Yo no podía creer que me encontraba con mi marido y con mis hijos en otro país, muy lejos de donde vivíamos, que habíamos dejado todo, perdido todo. Las consecuencias de los feminicidios no sólo alcanzan a familiares y amigos de las víctimas. Para quienes se atreven a denunciar la impunidad, de poco sirven instituciones, nuevas leyes o discursos con promesas de justicia.

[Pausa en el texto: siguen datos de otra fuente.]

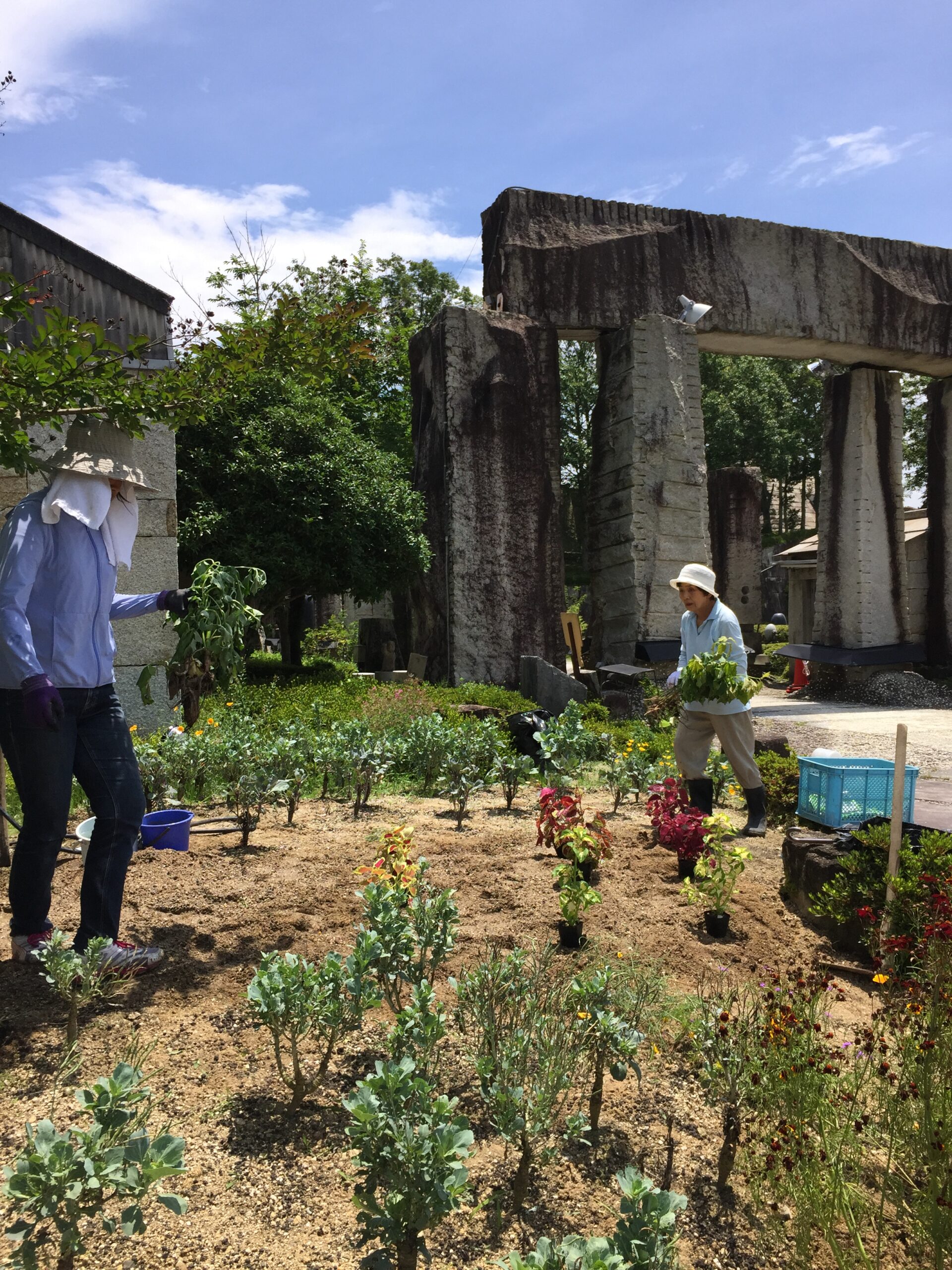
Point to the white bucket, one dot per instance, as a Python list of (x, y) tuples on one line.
[(84, 832)]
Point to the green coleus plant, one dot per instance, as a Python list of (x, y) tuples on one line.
[(306, 1005), (61, 1180), (411, 1157)]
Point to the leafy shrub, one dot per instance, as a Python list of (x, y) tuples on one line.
[(781, 778), (296, 1000), (414, 933), (644, 1237), (411, 1152), (61, 1180), (515, 1014), (79, 978)]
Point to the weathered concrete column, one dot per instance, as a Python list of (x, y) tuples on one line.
[(485, 425), (939, 502), (648, 511), (734, 497), (861, 568)]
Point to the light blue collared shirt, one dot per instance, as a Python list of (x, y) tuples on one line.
[(701, 639)]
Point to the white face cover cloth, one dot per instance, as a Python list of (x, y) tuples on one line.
[(89, 500)]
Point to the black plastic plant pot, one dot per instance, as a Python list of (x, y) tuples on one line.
[(716, 924), (570, 937)]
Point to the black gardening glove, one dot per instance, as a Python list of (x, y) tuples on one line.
[(175, 601)]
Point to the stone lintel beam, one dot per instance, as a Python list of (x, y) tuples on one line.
[(485, 426), (587, 266), (861, 566), (939, 502)]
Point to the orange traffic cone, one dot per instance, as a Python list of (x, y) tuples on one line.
[(801, 679)]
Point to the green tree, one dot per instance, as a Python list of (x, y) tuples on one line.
[(280, 479)]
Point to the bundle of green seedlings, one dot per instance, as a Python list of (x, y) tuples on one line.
[(713, 676)]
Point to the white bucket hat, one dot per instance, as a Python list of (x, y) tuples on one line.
[(99, 448), (697, 575)]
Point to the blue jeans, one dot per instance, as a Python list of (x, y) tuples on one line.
[(94, 746)]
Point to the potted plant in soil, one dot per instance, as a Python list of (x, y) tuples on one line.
[(574, 897), (716, 874)]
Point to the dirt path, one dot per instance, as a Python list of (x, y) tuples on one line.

Las amenazas, que se habían acabado al ser despedida, volvieron después de enviar mi testimonio a la Corte Interamericana de Derechos Humanos (CoIDH) en 2009, en un proceso contra México que habían iniciado organizaciones y familiares de víctimas de feminicidios por el caso del Campo Algodonero. El juicio estaba por llegar a su fin en esta instancia.

La CoIDH dictó medidas urgentes y provisionales a mi favor, pero el gobierno mexicano se negó a acatarlas en dos ocasiones. No había nada que esperar de los responsables de velar por mi seguridad.

Fue una gran fortuna contar con apoyo de personas y organizaciones para poder salir de México, pero también fue indignante vivir en persona la política de simulación sobre los derechos de las mujeres, a las que el Estado mexicano se ha comprometido a proteger.

Una mujer me llamó cuando ya casi cerraban la OAR. Escribió lo que relaté sin inmutarse. Un año después, la respuesta a mi solicitud fue afirmativa, pero el panorama aún era incierto en términos de integración laboral. Y sigue siéndolo.

En el tiempo que llevo en este país, he visto los rostros de muchas otras mujeres de distintos países, como el de aquella africana, con la misma tristeza, con la misma vulnerabilidad, arrastrando historias de violencia y luchando por salir adelante en un país que no es el propio. Y pienso, ¿cómo puede ocurrir esto con tantas leyes, con tantos discursos e instituciones que protegen a las mujeres? El tiempo que ha tomado construir este entramado de injusticias ha sido largo, igual que lo que está tomando revertirlo.